Let’s begin with Brian Swimme, who has developed a meditative practice grounded in “evolutionary cosmology.” It turns out to just be a variant of the famous view from above practiced by Stoics like Marcus Aurelius and beautifully described by Cicero in his “Dream of Scipio,” in the sixth book of De Re Publica. I practice the view from above myself, and it is indeed a useful way to help put things in perspective and to reacquaint oneself with the notion that we are part and parcel of the universe, not outside of it.

But when Swimme says that “The Universe has turned back on itself, when we gaze at the stars, we’re looking at the process that is looking” he is either talking poetically or engaging again in the fallacy of composition. The universe is not “looking” at anything because universes are not the sort of things that look. We are the ones doing the looking, the pondering, and constructing of meaning. To talk like Swimme does is just sloppy, which is unacceptable either for a scientist or for a philosopher, progressions that are in the business of describing reality as precisely as possible.

But the cosmologist isn’t done yet. Contemplating at a fish he comments: “I wasn’t looking at a separate creature. I was looking at something that had given birth to me.” No and no. You were indeed looking at a separate creature, albeit one you are indeed related to by common descent. And that creature did not give birth to you, you both derive from a distant common ancestor. To be specific, the last common ancestor between fish and land vertebrates is believed to have been a lobe-finned creature that lived around 390 million years ago. It was a member of a group known as Sarcopterygii, which includes modern coelacanths and lungfishes, and whose descendants gave rise to tetrapods.

A second cosmologist, Nahum Arav, also begins in a promising fashion, and then veers toward the nonsensical. He recounts his fascination with the starry sky when he was a kid, referring to it as a spiritual experience. I’m on board with that, I’ve had the same experience when I first pointed a telescope to the Moon and to Saturn, when I was eight or nine.

But then Arav continues: “I feel one with the Universe… I consider the stars and constellations my friends in the sky.” Again, if speaking poetically, sure. But if this is meant to be an insight into a new science-based wisdom tradition it is woefully lacking. Constellations, as Arav surely knows, do not, in fact, exist, they are an illusion creative by perspective. And stars are massive and decisively unfriendly (to human life) celestial bodies fueled by nuclear fusion. One such star, to be sure, is the source of life on Earth, but others are either too hot or to cold for that, not to mention that they may explode and/or turn into black holes, either of which would be lethal to us if it happened nearby.
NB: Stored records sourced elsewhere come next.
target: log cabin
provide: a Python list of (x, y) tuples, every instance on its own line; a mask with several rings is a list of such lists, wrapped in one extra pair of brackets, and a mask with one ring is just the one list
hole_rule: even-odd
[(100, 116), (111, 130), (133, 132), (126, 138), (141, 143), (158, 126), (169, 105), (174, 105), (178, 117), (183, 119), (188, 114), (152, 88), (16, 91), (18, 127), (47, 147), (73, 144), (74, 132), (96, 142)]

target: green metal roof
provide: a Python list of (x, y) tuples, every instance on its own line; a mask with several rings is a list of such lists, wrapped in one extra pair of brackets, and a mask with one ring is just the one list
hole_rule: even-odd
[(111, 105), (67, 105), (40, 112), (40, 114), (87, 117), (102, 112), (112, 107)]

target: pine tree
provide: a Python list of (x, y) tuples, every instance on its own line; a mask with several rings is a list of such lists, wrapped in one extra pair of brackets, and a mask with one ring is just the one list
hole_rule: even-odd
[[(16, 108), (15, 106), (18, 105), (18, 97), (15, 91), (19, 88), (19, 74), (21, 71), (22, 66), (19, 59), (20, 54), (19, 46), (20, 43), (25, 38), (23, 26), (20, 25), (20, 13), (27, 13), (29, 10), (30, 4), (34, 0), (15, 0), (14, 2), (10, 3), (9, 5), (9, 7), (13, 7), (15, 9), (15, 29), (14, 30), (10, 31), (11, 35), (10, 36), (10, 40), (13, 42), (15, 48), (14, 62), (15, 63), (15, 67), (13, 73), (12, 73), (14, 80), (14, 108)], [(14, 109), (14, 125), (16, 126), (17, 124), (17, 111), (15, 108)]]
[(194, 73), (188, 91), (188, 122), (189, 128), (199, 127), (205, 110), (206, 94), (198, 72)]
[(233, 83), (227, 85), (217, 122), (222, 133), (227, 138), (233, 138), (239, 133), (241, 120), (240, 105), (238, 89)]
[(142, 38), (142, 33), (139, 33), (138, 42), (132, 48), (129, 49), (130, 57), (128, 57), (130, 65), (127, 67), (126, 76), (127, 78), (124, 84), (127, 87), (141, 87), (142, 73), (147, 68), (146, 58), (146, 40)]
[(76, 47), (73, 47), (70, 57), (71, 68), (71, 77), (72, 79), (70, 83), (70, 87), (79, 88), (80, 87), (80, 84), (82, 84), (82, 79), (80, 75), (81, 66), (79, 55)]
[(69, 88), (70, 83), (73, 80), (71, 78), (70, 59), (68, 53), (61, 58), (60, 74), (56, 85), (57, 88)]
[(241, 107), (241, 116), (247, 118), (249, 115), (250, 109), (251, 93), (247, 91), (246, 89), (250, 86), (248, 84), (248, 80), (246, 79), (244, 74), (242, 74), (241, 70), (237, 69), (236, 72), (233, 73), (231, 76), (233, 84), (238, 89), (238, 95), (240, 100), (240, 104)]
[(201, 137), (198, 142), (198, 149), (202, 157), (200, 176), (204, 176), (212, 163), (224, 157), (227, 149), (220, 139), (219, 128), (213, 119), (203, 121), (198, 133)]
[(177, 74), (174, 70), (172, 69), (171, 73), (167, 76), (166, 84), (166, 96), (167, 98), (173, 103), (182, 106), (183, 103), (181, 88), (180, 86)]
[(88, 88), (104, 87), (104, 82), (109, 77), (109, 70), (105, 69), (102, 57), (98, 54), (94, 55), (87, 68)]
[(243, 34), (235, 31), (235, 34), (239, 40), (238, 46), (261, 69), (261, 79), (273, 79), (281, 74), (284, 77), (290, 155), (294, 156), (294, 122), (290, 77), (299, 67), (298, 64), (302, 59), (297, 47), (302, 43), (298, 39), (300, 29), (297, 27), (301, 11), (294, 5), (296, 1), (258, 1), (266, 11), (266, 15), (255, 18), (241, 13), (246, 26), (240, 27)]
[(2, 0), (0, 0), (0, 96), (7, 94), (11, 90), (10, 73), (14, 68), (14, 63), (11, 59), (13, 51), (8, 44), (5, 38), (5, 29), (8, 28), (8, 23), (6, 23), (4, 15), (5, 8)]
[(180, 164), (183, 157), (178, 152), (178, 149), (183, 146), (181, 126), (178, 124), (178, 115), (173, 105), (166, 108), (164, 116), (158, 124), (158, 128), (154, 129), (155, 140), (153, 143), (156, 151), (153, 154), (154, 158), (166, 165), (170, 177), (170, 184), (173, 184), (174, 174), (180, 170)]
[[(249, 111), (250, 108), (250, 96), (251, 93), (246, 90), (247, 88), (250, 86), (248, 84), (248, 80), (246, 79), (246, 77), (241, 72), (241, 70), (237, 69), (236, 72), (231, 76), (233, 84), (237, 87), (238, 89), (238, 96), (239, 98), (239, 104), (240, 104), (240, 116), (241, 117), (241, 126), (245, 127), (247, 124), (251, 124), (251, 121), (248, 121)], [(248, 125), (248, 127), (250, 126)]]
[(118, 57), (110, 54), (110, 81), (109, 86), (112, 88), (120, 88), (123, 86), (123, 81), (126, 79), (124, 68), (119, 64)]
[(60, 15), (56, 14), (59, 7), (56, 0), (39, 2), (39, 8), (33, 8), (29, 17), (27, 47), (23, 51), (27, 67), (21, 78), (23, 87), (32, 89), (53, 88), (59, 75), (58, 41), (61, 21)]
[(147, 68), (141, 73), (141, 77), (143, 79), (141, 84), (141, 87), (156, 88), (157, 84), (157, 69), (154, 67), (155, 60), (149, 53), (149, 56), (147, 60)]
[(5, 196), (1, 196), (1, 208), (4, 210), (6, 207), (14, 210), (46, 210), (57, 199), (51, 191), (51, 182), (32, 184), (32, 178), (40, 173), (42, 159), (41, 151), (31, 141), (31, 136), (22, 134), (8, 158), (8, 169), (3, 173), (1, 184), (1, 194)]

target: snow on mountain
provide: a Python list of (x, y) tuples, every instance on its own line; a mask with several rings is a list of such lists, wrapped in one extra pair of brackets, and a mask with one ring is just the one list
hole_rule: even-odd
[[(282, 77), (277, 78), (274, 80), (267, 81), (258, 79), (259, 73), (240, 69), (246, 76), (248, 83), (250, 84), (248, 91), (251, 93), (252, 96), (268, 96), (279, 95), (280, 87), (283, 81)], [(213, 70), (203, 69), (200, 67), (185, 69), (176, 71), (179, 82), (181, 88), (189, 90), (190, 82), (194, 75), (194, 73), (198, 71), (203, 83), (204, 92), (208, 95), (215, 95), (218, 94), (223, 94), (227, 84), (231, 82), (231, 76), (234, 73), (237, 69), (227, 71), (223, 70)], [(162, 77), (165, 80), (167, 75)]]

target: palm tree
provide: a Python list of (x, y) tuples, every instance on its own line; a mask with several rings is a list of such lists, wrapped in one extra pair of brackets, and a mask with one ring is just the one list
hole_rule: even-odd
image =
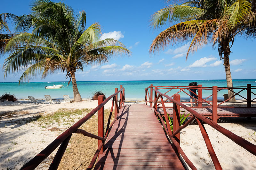
[[(190, 53), (212, 43), (213, 47), (218, 47), (220, 60), (224, 59), (227, 85), (232, 87), (229, 55), (234, 40), (244, 34), (253, 37), (256, 32), (256, 14), (251, 11), (251, 2), (247, 0), (185, 1), (180, 5), (168, 5), (152, 15), (151, 25), (154, 29), (163, 26), (167, 21), (171, 26), (153, 41), (150, 52), (159, 52), (171, 44), (190, 42), (187, 60)], [(229, 90), (228, 93), (229, 97), (234, 94)], [(235, 100), (234, 97), (229, 100)]]
[(8, 27), (7, 22), (11, 19), (15, 19), (18, 17), (9, 13), (0, 14), (0, 54), (3, 54), (6, 44), (11, 37), (14, 34), (11, 33)]
[[(94, 23), (85, 29), (85, 12), (74, 14), (62, 3), (35, 2), (32, 13), (16, 21), (16, 29), (24, 31), (11, 39), (5, 48), (10, 53), (3, 67), (5, 77), (24, 71), (19, 82), (29, 81), (38, 73), (45, 78), (60, 70), (72, 80), (75, 101), (82, 100), (75, 76), (78, 70), (94, 63), (108, 61), (116, 55), (130, 54), (122, 43), (111, 38), (102, 40), (101, 26)], [(32, 33), (28, 33), (32, 30)], [(24, 71), (25, 70), (25, 71)]]

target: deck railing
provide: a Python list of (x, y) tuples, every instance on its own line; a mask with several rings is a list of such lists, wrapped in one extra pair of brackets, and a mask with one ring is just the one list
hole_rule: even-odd
[[(172, 99), (167, 95), (160, 92), (157, 90), (157, 88), (156, 89), (154, 89), (154, 91), (155, 91), (155, 96), (156, 98), (153, 107), (154, 108), (155, 114), (156, 116), (159, 117), (160, 119), (167, 135), (170, 137), (175, 146), (175, 149), (176, 150), (177, 152), (179, 155), (180, 154), (184, 161), (192, 169), (196, 170), (197, 169), (186, 155), (180, 145), (180, 132), (181, 129), (189, 125), (195, 119), (196, 120), (199, 126), (207, 149), (212, 160), (216, 169), (221, 170), (222, 169), (222, 168), (211, 144), (209, 137), (204, 125), (204, 123), (209, 125), (233, 141), (237, 144), (242, 146), (254, 155), (256, 155), (256, 145), (220, 126), (213, 121), (204, 117), (193, 110), (190, 107), (182, 104), (180, 101), (180, 96), (179, 94), (174, 94), (172, 96), (173, 99)], [(171, 130), (170, 123), (169, 121), (168, 121), (168, 115), (166, 111), (166, 107), (165, 107), (164, 105), (165, 100), (164, 100), (163, 97), (166, 98), (173, 104), (173, 132)], [(158, 110), (158, 108), (159, 108), (159, 107), (157, 107), (157, 101), (159, 98), (161, 99), (160, 102), (162, 105), (163, 109), (164, 110), (164, 118), (165, 120), (167, 120), (166, 122), (164, 122), (162, 117), (162, 114), (159, 112)], [(192, 117), (184, 124), (180, 126), (180, 107), (185, 109), (191, 114)], [(166, 124), (165, 124), (165, 123)]]
[[(120, 98), (119, 104), (118, 103), (117, 95), (120, 93)], [(28, 162), (25, 164), (20, 169), (34, 169), (47, 157), (50, 155), (60, 144), (60, 146), (52, 162), (49, 169), (57, 169), (66, 151), (68, 144), (73, 133), (80, 133), (84, 136), (94, 138), (98, 140), (98, 148), (89, 165), (87, 169), (91, 169), (95, 163), (97, 157), (100, 153), (103, 153), (104, 149), (104, 143), (107, 139), (108, 133), (111, 130), (114, 123), (117, 119), (119, 110), (124, 105), (124, 88), (121, 85), (120, 89), (118, 91), (117, 88), (115, 89), (115, 93), (104, 100), (104, 96), (99, 96), (98, 97), (98, 106), (93, 109), (85, 116), (76, 122), (68, 129), (59, 136), (50, 144), (43, 151), (37, 154)], [(104, 106), (110, 99), (112, 99), (112, 105), (108, 121), (104, 133)], [(115, 119), (110, 124), (113, 108), (115, 107)], [(95, 135), (86, 132), (84, 130), (78, 128), (89, 119), (98, 112), (98, 135)], [(104, 135), (105, 134), (105, 135)]]
[[(154, 88), (154, 89), (153, 89)], [(148, 91), (148, 89), (150, 89), (150, 94)], [(198, 94), (196, 94), (191, 90), (191, 89), (196, 89), (198, 90)], [(217, 86), (213, 86), (211, 87), (202, 87), (201, 85), (198, 85), (198, 87), (195, 87), (193, 86), (154, 86), (152, 85), (151, 85), (150, 86), (147, 87), (145, 89), (146, 95), (145, 95), (145, 101), (146, 105), (148, 105), (148, 103), (150, 103), (150, 107), (152, 107), (153, 104), (156, 101), (157, 102), (157, 106), (161, 104), (161, 102), (160, 101), (157, 101), (158, 99), (156, 100), (156, 94), (154, 95), (154, 99), (153, 99), (153, 91), (154, 90), (167, 90), (167, 92), (163, 93), (164, 94), (167, 95), (167, 93), (170, 92), (171, 91), (173, 90), (178, 90), (178, 92), (175, 93), (173, 93), (174, 94), (170, 96), (170, 98), (173, 98), (173, 96), (175, 94), (178, 94), (180, 93), (183, 92), (188, 95), (188, 96), (190, 98), (192, 98), (195, 100), (195, 101), (192, 102), (182, 101), (181, 103), (183, 104), (188, 104), (193, 103), (197, 103), (198, 105), (198, 107), (204, 107), (204, 108), (212, 108), (212, 120), (216, 123), (217, 122), (217, 109), (219, 107), (235, 107), (234, 106), (221, 106), (223, 103), (228, 102), (228, 100), (233, 97), (236, 96), (239, 96), (243, 98), (244, 100), (243, 101), (235, 101), (235, 103), (241, 103), (246, 102), (246, 107), (252, 107), (251, 103), (252, 102), (256, 102), (256, 94), (254, 92), (252, 91), (252, 90), (256, 90), (256, 86), (252, 86), (250, 84), (247, 85), (247, 86), (245, 86), (239, 87), (218, 87)], [(202, 97), (202, 91), (203, 90), (210, 90), (212, 91), (212, 93), (210, 96), (205, 98)], [(221, 90), (228, 90), (234, 92), (234, 94), (232, 96), (228, 98), (227, 99), (224, 100), (224, 101), (221, 101), (218, 103), (218, 92)], [(238, 90), (239, 91), (237, 92), (235, 92), (235, 90)], [(246, 97), (243, 96), (241, 94), (241, 93), (243, 91), (246, 91), (247, 96)], [(189, 92), (191, 92), (192, 93), (195, 94), (198, 97), (197, 99), (196, 99), (191, 96), (189, 94)], [(252, 96), (254, 95), (254, 97), (256, 97), (252, 100)], [(211, 98), (210, 98), (212, 97)], [(169, 100), (169, 101), (168, 101)], [(164, 102), (165, 103), (172, 103), (172, 102), (168, 98), (166, 98), (164, 100)], [(202, 106), (202, 104), (204, 103), (206, 104), (204, 106)], [(162, 107), (159, 106), (160, 107)], [(172, 108), (173, 107), (166, 107), (166, 108)]]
Joel Primack also talks about awe, but in his case he feels it when a calculation turns out to be true. He describes this as “God is speaking to you.” A better way to put it is that natural selection built into us a reward system that floods our brains with pleasure hormones when we do something that is likely to increase our survival and reproduction, like avoiding a predator, finding a mate, or solving a problem by identifying an underlying pattern. The awe we get when we solve a mathematical equation (or the Sunday puzzle in the newspaper) is a nice byproduct, but nothing to wax mystical about.

Ball-and-stick model of the dopamine molecule, the pleasure hormone of the brain. Image from Wikimedia, CC license.

Marcelo Glaser also talks about mysticism and awe in the Big Think: “The mystical connection has inspired scientists for centuries—but modern science often strips out that emotional core. [To restore it] I’d suggest cosmos bathing, a deep exposure to the night sky—not just learning what is what, but communing with the vastness—can open doors of perception.” Again, nothing problematic about the practice, which is the same view from above we discussed earlier. But why invoke mysticism, the bane of modern science? And who says that scientists are incapable of feeling the awe of nature? Did these people never read Carl Sagan, or even Richard Dawkins?